Ghouls can pick up the kitchen essentials, which have decades-old food still stuck on them, for £300.
Nilsen, who was a trained chef, used to flog curries with a prison pal called Jimmy to make extra cash at HMP Wakefield – the West Yorkshire prison dubbed Monster Mansion.
The pans and a spatula are for sale on the Dark Crime Collectables website, which has personal items of some of the world’s most notorious killers.

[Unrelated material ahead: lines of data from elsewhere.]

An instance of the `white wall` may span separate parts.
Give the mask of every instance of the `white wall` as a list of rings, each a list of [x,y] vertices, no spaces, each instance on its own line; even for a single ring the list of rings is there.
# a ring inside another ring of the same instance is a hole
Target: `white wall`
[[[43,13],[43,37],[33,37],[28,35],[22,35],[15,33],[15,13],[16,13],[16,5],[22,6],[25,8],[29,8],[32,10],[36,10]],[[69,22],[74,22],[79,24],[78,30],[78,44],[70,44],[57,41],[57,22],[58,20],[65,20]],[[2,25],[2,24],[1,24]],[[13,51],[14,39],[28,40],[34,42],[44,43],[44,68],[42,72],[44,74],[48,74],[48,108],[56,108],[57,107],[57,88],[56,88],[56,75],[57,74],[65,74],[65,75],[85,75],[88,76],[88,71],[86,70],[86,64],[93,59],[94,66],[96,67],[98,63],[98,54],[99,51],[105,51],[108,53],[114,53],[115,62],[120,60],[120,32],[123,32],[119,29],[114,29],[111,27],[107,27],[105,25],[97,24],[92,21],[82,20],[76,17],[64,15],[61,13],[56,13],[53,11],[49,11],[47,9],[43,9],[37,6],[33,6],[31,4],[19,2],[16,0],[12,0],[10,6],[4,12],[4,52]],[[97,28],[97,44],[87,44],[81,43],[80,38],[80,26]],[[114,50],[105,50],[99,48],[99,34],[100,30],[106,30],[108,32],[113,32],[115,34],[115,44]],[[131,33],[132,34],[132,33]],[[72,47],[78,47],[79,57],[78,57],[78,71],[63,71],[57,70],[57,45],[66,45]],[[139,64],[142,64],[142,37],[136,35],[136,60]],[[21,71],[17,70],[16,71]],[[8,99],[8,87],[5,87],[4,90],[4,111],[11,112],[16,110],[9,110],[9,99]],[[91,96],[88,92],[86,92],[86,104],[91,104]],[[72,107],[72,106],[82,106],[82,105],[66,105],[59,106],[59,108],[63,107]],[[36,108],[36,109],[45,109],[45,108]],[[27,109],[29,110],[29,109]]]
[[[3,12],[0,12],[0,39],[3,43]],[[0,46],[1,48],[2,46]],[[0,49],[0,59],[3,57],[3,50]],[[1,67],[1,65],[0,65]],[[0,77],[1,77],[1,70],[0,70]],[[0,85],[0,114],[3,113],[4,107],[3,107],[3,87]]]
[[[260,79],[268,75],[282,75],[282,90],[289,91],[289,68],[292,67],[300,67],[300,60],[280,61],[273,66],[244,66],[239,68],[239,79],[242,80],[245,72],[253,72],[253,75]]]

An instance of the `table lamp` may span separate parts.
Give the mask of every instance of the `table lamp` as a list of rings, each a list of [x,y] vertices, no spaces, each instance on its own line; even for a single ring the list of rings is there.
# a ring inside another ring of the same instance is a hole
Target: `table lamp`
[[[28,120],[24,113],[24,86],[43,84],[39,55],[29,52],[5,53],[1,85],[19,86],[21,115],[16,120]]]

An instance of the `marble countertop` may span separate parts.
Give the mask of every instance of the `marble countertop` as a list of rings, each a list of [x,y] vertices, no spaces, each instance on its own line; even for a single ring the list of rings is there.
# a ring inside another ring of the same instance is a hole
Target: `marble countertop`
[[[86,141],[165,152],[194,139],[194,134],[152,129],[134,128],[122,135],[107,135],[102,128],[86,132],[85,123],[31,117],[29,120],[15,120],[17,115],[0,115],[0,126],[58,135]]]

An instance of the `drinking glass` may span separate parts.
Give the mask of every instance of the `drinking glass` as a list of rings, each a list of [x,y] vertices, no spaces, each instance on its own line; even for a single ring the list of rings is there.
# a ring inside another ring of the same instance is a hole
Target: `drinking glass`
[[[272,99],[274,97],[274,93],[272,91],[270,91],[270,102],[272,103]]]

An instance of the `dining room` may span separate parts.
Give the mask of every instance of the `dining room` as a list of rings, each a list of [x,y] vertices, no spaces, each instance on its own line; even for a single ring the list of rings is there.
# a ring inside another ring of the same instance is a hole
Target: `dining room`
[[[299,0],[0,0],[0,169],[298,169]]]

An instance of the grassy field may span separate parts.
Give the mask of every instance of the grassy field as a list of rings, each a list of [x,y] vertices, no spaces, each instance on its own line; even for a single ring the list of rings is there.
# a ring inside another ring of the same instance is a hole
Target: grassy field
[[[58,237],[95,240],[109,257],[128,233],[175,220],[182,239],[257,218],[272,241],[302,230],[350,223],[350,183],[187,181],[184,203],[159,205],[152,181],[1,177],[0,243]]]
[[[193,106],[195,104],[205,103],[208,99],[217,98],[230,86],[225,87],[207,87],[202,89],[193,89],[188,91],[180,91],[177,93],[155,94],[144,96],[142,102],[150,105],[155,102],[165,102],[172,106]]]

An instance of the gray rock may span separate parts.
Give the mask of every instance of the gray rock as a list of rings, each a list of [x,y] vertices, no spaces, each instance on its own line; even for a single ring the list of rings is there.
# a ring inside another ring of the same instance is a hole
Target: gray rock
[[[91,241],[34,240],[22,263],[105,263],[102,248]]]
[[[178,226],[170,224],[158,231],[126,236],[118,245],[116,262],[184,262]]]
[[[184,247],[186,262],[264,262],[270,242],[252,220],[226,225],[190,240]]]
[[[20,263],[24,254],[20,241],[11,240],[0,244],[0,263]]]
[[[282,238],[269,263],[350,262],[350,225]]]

The pots and pans have been reduced from £400, with buyers told: “These two large pans (with lids) and frying pan (which is in a plastic bag as it still contains the remnants of its last dish, cooked in the mid-1990s) and a wooden spatula were used by Dennis Nilsen at HMP Wakefield in early 1985.”
Nilsen, who killed at least 12 young men and boys between 1978 and 1983, boasted about his prison cooking in autobiography, History of a Drowning Boy.
He wrote: “In constructing some measure of stability and economic viability into our partnership, Jimmy and I started a business making and selling curry.
"I would concentrate on the production and he would handle the ordering of supplies and the financial side.
"I was, after all, a trained chef and could produce saleable goods.
“We built up a regular clientele and were able to make £9 a week, on top of our workshop wages, to spend in the canteen.
"The authorities would, again, turn a blind eye so long as it didn’t pose any threat to the stability of the wing.”
Nilsen, a former police officer and JobCentre worker, lured gay men back to two flats in north London – one in Cricklewood and the other in Muswell Hill, where he was caught.
He killed them, chopped them up and, it is believed, ate some body parts. Nilsen died from cancer in 2018, aged 72.